Hiram’s review focussed on the highest risk example (HIV tests are Class IV IVDs in Australia and similarly classified in most markets). These comparisons can break down when the whole range of risk classes are considered.
Not only is the US PMA fee high, the expectations of the regulator are far more robust than in most places – so the actual costs of generating the clinical trial and preclinical data are going to be much higher for US market entry. Much, much higher.
And then there’s the opportunity cost of delay to market arising from a slower system like that in the US. We have all heard anecdotes about the so-called device lag between the US and Europe where reviews are generally faster. Add to the up–front regulatory fee the lost sales for each month of review time.
Harmonisation = Cheaper
Up front regulatory fees can be high for small markets if the assessment is being done completely by the local regulator. Agencies such as Australia’s TGA and Singapore’s HSA are small. They don’t have the resources or the economies of scale enjoyed by the US FDA so it’s not surprising that things cost more. Also TGA is fully cost recovered. The fee paid reflects the full cost of the review. That’s not the case in most other places.
But harmonisation can change all that.
In Australia, most medical devices are approved by TGA based on acceptance of CE certification. TGA charges range from around $1,000 to $6,500 AUD ($US 760 – 4,950) depending on the need for Application Audit – a desktop review of summary technical documentation required for higher risk devices. Most lower risk devices are approved based on the certificate alone.
Similarly Singapore’s HSA abridges its process and charges lower fees for devices already approved in US, Europe or Australia.
This reliance on existing approvals is commonplace in emerging markets. Did you know for example that Taiwan exempts medium risk devices from clinical and preclinical data review if a device is already approved in the US and Europe.
These are the real fruits of the harmonisation process – abridged local reviews leading to faster cheaper approvals based on existing approvals in “sophisticated” jurisdictions.

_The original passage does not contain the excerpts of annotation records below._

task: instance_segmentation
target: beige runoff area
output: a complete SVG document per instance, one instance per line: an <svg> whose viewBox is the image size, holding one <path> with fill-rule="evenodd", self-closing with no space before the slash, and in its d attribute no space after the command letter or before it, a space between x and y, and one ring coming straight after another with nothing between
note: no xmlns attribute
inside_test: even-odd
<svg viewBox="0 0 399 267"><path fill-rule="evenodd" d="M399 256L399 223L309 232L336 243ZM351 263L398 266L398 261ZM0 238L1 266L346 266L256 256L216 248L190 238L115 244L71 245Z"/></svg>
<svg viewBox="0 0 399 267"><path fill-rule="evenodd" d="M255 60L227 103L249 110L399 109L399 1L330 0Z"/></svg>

What about Pricing and Reimbursement
The value of a market is not just in the number of patients but in the price paid for the device or IVD. In a presentation at the Asia Pacific Device Summit in San Diego last month, Sarah Griffin pointed out that although the reimbursement process for prosthesis listing of implants in Australia is challenging, time consuming and expensive, there’s no shortage of applicants. It’s worth it because successful listing brings predictable long term national pricing in private hospitals.
By the way – we liked Sarah’s presentation so much we have invited her to give a guest webinar on Australian reimbursement later this month. Click here to sign up – we’re sure it will be well worth your time. And no need to worry about costs here – it’s completely free.
Confused? You are not alone. Strategic decisions around market entry are complex. The regulator fees are only a small part of the picture. You need to think about market size, the opportunity costs of review timelines, the costs of generating the regulator data and of course most important of all – the pricing achievable in the market.